Theory of Change
CLTC's AI-safety-relevant theory of change operates through three channels:
Standards as governance infrastructure. CLTC develops risk-management frameworks that translate AI safety concerns into actionable guidance for developers and regulators. Their flagship GPAIS Standards Profile supplements the NIST AI RMF with specific practices for general-purpose AI, covering risks from bias and privacy through CBRN weapons and model autonomy. The logic: if you define what responsible AI development looks like in precise, standards-body-compatible language, you create the infrastructure for regulation, compliance verification, and accountability. As Barrett and Newman wrote: "Standards development is just a first step, and should be followed by the implementation of mandatory standards for foundation model developers and by ensuring that regulators have the authority and resources to enforce compliance."
Independent risk threshold definition. CLTC argues that AI companies should not be "the only ones deciding what is 'safe enough.'" Their intolerable risk thresholds work attempts to define measurable limits across 8 risk categories (CBRN, cyber, model autonomy, persuasion, deception, toxicity, discrimination, socioeconomic disruption). The argument: "Relying solely on voluntary self-governance leaves critical gaps in protections against high-risk AI systems that can destabilize economies, manipulate societies, exacerbate structural inequalities, or result in the loss of lives and property."
Talent pipeline. The AI Policy Hub trains interdisciplinary researchers to become AI governance practitioners. Three cohorts, 18 fellows, with alumni now at OpenAI safety research, FBI AI policy, Meta security evaluations, and academic positions.
What They Do
CLTC (founded 2015, UC Berkeley School of Information) operates across two strategic pillars:
AI Security & Policy:
- GPAIS Standards Profile (v1.0 Nov 2023, v1.1 Jan 2025): First NIST AI RMF profile for general-purpose AI, endorsed by Google DeepMind, GovAI, FLI, CSET, FAS. Developed with 100+ stakeholders over one year.
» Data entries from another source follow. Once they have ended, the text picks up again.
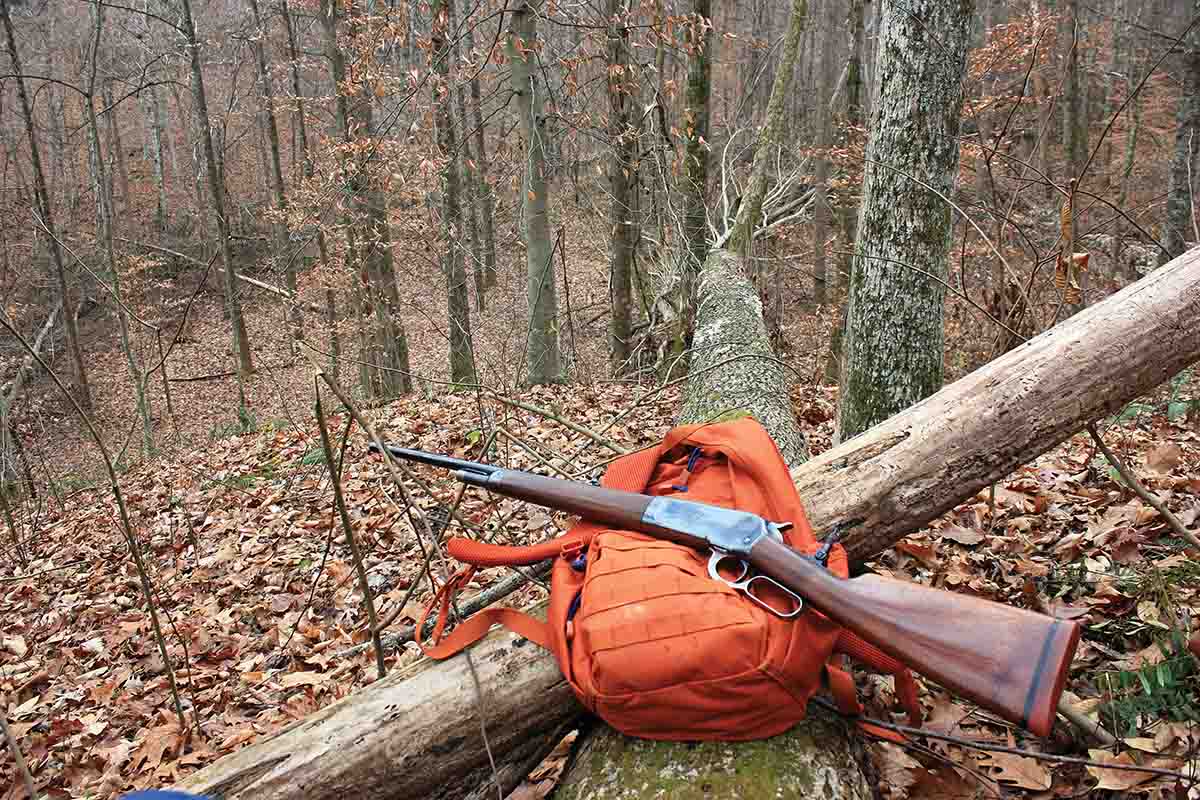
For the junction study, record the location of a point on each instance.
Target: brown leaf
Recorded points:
(1115, 779)
(961, 535)
(1163, 458)
(156, 743)
(1061, 609)
(898, 769)
(304, 679)
(1025, 773)
(923, 553)
(15, 645)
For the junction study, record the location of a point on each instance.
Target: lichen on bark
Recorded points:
(814, 759)
(733, 367)
(894, 336)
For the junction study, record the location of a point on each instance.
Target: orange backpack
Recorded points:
(646, 638)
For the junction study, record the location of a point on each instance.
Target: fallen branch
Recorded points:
(466, 607)
(15, 747)
(258, 284)
(1141, 491)
(574, 426)
(351, 541)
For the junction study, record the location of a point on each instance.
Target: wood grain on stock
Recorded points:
(607, 506)
(1008, 660)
- Agentic AI Risk-Management Profile (Feb 2026): Addresses autonomous agents with guidance on proportional governance, human-machine oversight, and defense-in-depth. Panelists from Anthropic, Google DeepMind, Microsoft, GovAI, WEF.
- Intolerable Risk Thresholds paper (Nov 2024/Jan 2025): Specific threshold recommendations across 8 risk categories, submitted to Paris AI Action Summit.
- "How to Say No to the Next AI Release" (Jun 2025): Explicitly names Claude Opus 4 and Gemini 2.5 Pro as approaching risk thresholds, calls for independent oversight modeled on pharma/aviation.
- AI Policy Hub: 18 fellows across 3 cohorts. Placements include Micah Carroll and Cedric Whitney at OpenAI safety (Whitney co-authored OpenAI's GPT-OSS model card).
- Member of NIST AI Safety Institute Consortium. Staff participate in OECD, ISO, IEEE standards processes.
- Responded to US government RFI on AI agent security (March 2026).
Public Interest Cybersecurity:
- Cybersecurity Clinic: 300+ students trained since 2018 providing pro bono cybersecurity to at-risk nonprofits.
- Consortium of Cybersecurity Clinics: 60+ clinics globally, 2,200 students and 700 organizations served in 2024-25.
- Cyber Resilience Corps (with CyberPeace Institute): 45+ volunteer programs, 3,900 volunteers, 500 community orgs/year.
- AI-Enabled Cybercrime initiative (Dec 2024): Tabletop exercises with law enforcement and industry, with Fortinet.
Key People
Ann Cleaveland, Executive Director (since 2018). Background in philanthropy/nonprofit management (ClimateWorks Foundation), not an AI technologist. Organizational continuity through four leadership transitions. Presented at WEF Davos 2024. Draws explicit parallels between cybersecurity advocacy and climate advocacy.
Jessica Newman (departed ~2025 for Microsoft AI). Former Director, AI Security Initiative. Co-authored the GPAIS Profile, intolerable risk thresholds, and most of CLTC's AI governance publications. Served on OECD and IEEE AI governance bodies. 100+ publications. Her departure leaves a significant gap in AI-specific expertise and external visibility.
Nada Madkour, Interim Director, AI Security Initiative. PhD in Technology (AI Risk Assessment). Crucially, she is a BERI (Berkeley Existential Risk Initiative) senior researcher, not a UC Berkeley employee. Connects CLTC to the existential risk funding ecosystem.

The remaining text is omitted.